Ionization Energy

Definition of IE: the minimum amount of energy required to remove an electron form an atom (in kJ/mol) in its gaseous state.

Ex. X (g) → X⁺  (g) +   1e^–     IE₁

Ex. X⁺  (g) → X⁺² (g)  + 1e^–     IE₂

Ex. X⁺²  (g) → X⁺³ (g)  + 1e^–     IE₃

Sample Ionization Energies Table

General Pattern in the Table: for each electron lost, the subsequent IE ↑

Thus IE₁ < IE₂ < IE₃

Alkali Metal (Group I) Comparison: Li, Na, and K all want to lose 1 electron, so the 1^st IE values are not too high, but increase dramatically when any further electrons are to be removed (2^nd IE, 3^rd IE).

Within the group, an ↑ n value will have a ↓IE comparatively because Z_eff is ↓.

Alkali Metals (Group I) vs Alkaline Earth (Group II) Metals: 1st IE for both groups is comparable; however, the 2^nd IE increase is much greater for Group I than Group II because Alkali metals only want to lose 1 electron and will resist any further loses by having ↑IE. Alkaline earth metals want to lose 2 electrons, so they do not resist the second electron loss, hence the lower 2^nd IE value compared to that of alkali metals.

Trend: As you proceed from:

LEFT → RIGHT   IE ↑

BOTTOM → TOP  IE ↑

Why?

Right-most elements are nonmetals and tend to gain electrons so they’re not too keen on losing electrons and will resist the removal of any electrons.
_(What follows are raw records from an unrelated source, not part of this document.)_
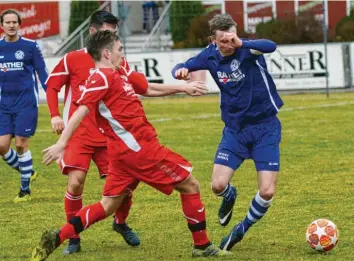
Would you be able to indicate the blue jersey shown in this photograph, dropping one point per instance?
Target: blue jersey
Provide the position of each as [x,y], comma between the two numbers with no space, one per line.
[19,63]
[248,93]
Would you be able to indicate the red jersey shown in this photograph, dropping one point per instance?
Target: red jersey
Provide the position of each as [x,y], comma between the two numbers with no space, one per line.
[72,71]
[121,116]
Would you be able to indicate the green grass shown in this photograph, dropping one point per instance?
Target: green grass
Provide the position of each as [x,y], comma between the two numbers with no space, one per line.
[316,181]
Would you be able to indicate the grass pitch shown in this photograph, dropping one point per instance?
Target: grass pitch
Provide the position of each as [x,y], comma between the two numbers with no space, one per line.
[316,181]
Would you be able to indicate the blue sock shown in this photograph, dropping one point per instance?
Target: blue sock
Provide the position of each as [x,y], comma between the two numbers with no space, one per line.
[257,210]
[228,194]
[11,158]
[26,168]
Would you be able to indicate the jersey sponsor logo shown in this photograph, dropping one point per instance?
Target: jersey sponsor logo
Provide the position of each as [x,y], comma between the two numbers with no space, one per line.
[223,156]
[234,65]
[11,66]
[235,76]
[128,88]
[19,55]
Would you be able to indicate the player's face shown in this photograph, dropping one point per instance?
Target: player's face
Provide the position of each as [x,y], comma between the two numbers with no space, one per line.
[224,46]
[116,54]
[105,26]
[10,25]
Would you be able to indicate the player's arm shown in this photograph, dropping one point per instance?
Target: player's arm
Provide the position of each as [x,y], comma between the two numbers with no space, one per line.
[199,62]
[195,88]
[143,87]
[39,66]
[54,153]
[56,80]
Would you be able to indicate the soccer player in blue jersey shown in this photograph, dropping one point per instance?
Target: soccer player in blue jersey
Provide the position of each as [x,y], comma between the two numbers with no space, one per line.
[249,105]
[20,59]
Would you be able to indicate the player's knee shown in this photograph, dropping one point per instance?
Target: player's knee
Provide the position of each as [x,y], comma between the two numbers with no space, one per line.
[190,185]
[267,193]
[218,186]
[76,186]
[4,148]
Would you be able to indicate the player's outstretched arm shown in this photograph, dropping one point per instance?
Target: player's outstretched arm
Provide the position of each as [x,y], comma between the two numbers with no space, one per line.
[182,71]
[56,80]
[54,153]
[195,88]
[39,66]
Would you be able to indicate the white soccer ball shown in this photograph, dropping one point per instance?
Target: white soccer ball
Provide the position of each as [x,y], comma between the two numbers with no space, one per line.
[322,235]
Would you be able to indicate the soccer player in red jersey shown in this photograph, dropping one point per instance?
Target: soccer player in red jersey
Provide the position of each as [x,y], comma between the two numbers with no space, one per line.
[135,153]
[88,143]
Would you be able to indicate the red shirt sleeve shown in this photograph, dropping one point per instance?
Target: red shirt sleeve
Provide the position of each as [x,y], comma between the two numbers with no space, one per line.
[56,80]
[139,82]
[95,89]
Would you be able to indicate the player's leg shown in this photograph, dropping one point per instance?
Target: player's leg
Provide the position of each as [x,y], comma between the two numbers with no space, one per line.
[75,164]
[114,191]
[229,156]
[25,125]
[165,170]
[100,157]
[8,154]
[87,216]
[267,158]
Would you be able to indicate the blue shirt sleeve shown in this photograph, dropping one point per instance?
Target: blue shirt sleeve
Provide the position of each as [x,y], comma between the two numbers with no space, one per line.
[261,45]
[39,66]
[196,63]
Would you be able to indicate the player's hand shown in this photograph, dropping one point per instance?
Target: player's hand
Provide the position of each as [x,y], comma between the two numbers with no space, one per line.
[57,125]
[232,39]
[195,88]
[53,153]
[182,74]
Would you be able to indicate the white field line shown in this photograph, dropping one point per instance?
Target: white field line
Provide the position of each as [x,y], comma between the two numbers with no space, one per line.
[206,116]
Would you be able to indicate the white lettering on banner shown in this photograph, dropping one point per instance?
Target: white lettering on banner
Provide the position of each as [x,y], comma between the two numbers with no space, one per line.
[258,7]
[293,67]
[303,66]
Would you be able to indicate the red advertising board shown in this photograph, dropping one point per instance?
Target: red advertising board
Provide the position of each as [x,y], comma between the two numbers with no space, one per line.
[257,12]
[39,19]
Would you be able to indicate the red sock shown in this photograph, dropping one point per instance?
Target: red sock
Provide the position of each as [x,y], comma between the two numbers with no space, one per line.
[121,214]
[73,204]
[194,212]
[82,220]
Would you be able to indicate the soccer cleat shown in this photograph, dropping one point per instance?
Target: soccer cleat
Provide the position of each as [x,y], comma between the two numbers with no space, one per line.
[227,204]
[210,251]
[73,247]
[233,238]
[23,196]
[130,237]
[49,242]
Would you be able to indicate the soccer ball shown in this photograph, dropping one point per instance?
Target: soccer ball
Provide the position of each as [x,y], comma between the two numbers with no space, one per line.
[322,235]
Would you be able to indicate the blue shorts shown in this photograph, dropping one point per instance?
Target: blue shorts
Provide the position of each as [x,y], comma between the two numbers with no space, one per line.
[259,142]
[23,124]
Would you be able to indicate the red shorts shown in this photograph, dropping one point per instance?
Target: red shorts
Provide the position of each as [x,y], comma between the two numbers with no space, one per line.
[154,165]
[78,156]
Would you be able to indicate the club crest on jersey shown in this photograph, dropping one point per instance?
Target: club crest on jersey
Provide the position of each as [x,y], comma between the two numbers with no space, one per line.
[234,65]
[19,55]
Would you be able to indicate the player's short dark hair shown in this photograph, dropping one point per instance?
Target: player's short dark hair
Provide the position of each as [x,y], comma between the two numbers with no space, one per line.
[99,40]
[221,22]
[98,18]
[10,11]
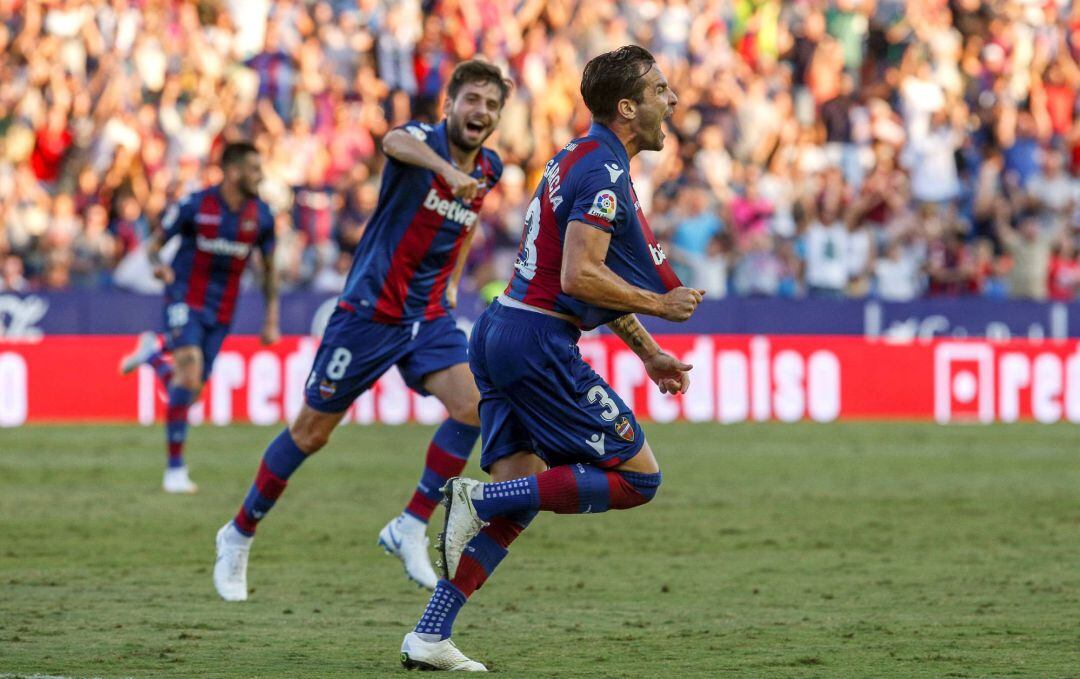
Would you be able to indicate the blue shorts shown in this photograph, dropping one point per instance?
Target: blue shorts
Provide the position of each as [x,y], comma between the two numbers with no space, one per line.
[355,352]
[191,327]
[538,394]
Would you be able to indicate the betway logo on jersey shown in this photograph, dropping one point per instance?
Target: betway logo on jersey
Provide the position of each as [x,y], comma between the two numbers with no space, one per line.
[223,246]
[451,209]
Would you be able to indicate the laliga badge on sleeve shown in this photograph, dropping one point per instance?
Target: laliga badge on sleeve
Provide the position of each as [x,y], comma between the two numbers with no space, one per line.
[605,205]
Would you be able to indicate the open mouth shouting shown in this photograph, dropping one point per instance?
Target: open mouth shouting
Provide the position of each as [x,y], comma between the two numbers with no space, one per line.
[475,127]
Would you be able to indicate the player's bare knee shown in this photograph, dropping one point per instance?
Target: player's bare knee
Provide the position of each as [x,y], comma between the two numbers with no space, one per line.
[308,437]
[466,411]
[517,465]
[191,382]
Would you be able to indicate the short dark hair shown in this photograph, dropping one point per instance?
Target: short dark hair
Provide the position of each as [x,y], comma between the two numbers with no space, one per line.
[477,71]
[237,151]
[612,77]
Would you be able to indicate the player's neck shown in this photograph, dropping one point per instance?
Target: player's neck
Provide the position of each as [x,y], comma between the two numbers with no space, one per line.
[233,197]
[626,137]
[463,160]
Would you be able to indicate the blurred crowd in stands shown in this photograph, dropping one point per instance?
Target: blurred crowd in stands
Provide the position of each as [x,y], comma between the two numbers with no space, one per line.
[887,148]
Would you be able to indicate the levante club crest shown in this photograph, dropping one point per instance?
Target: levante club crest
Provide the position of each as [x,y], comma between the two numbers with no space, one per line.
[326,389]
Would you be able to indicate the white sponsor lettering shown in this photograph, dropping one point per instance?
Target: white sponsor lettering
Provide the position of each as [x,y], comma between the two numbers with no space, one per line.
[736,385]
[451,209]
[554,184]
[264,389]
[223,246]
[207,219]
[975,382]
[14,383]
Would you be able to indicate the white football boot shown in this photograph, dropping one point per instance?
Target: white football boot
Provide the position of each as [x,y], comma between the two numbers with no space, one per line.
[439,655]
[176,480]
[146,345]
[461,524]
[405,538]
[230,569]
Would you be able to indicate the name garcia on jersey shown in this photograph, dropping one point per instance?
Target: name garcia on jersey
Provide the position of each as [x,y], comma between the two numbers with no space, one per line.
[451,209]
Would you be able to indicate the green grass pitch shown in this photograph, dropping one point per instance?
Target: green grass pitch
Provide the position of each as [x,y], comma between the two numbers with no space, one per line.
[771,551]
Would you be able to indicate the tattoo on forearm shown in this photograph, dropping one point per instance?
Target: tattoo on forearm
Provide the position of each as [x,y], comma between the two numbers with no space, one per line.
[630,329]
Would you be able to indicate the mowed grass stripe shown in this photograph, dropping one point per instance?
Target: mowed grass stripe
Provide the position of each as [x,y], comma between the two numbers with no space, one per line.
[780,551]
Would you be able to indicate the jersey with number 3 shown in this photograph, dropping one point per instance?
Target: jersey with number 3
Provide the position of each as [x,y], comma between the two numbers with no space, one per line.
[215,245]
[586,181]
[410,244]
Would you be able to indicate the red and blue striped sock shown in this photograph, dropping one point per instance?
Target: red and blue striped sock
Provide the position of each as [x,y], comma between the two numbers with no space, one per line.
[447,456]
[487,550]
[480,559]
[176,423]
[568,489]
[280,460]
[437,620]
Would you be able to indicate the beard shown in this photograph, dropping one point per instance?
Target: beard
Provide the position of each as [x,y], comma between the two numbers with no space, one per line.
[456,132]
[652,134]
[248,189]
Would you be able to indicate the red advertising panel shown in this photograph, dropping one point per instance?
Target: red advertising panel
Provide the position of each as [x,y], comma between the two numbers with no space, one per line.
[736,379]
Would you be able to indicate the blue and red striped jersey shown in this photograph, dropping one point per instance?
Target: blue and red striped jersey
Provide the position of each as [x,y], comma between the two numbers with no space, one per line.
[588,180]
[405,258]
[215,245]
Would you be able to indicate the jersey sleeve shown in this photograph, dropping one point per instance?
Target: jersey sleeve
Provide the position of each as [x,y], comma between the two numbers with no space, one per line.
[595,200]
[179,218]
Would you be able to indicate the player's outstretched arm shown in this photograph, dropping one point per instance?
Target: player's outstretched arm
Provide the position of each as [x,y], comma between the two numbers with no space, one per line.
[585,276]
[670,374]
[459,267]
[405,148]
[271,325]
[161,271]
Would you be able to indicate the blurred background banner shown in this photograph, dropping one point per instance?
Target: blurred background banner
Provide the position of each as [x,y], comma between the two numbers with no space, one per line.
[737,378]
[32,316]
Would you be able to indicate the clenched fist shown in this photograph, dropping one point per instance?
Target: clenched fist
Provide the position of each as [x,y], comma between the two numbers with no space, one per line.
[678,304]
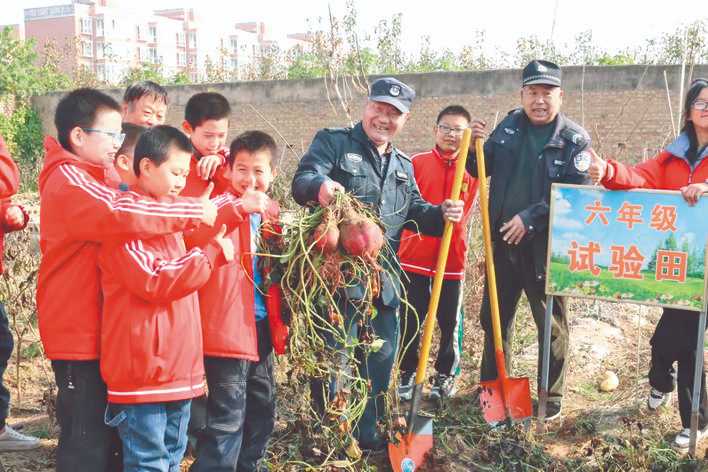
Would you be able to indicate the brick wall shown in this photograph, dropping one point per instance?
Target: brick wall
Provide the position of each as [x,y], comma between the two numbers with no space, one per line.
[624,108]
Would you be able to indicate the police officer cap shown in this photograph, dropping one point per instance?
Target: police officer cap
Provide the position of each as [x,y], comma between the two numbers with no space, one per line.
[541,73]
[394,92]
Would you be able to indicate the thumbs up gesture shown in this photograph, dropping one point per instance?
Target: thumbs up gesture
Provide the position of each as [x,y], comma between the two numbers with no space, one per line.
[598,167]
[227,247]
[210,210]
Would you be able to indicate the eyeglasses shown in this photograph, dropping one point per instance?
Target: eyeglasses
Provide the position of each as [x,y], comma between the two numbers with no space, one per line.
[444,129]
[700,105]
[117,137]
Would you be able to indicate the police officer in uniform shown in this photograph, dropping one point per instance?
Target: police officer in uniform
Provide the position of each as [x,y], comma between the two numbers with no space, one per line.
[362,161]
[533,147]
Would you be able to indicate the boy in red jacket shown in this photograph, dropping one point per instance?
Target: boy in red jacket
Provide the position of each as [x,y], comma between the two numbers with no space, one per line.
[145,104]
[78,211]
[206,122]
[12,218]
[434,172]
[151,345]
[238,355]
[124,156]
Therefore, in order to remove an electron from such an atom, a lot of energy must be expended, hence a lot of ionization energy.

For metals, on the left-most section, who want to lose electrons, not as much energy is required, as they are willing to give up electrons readily, so they have ↓ IE values.

Top-most elements are closer to nucleus ( ↓ n value) and have ↑ Z_eff values (electrons held tightly by the nucleus and difficult to remove) and ↑ IE.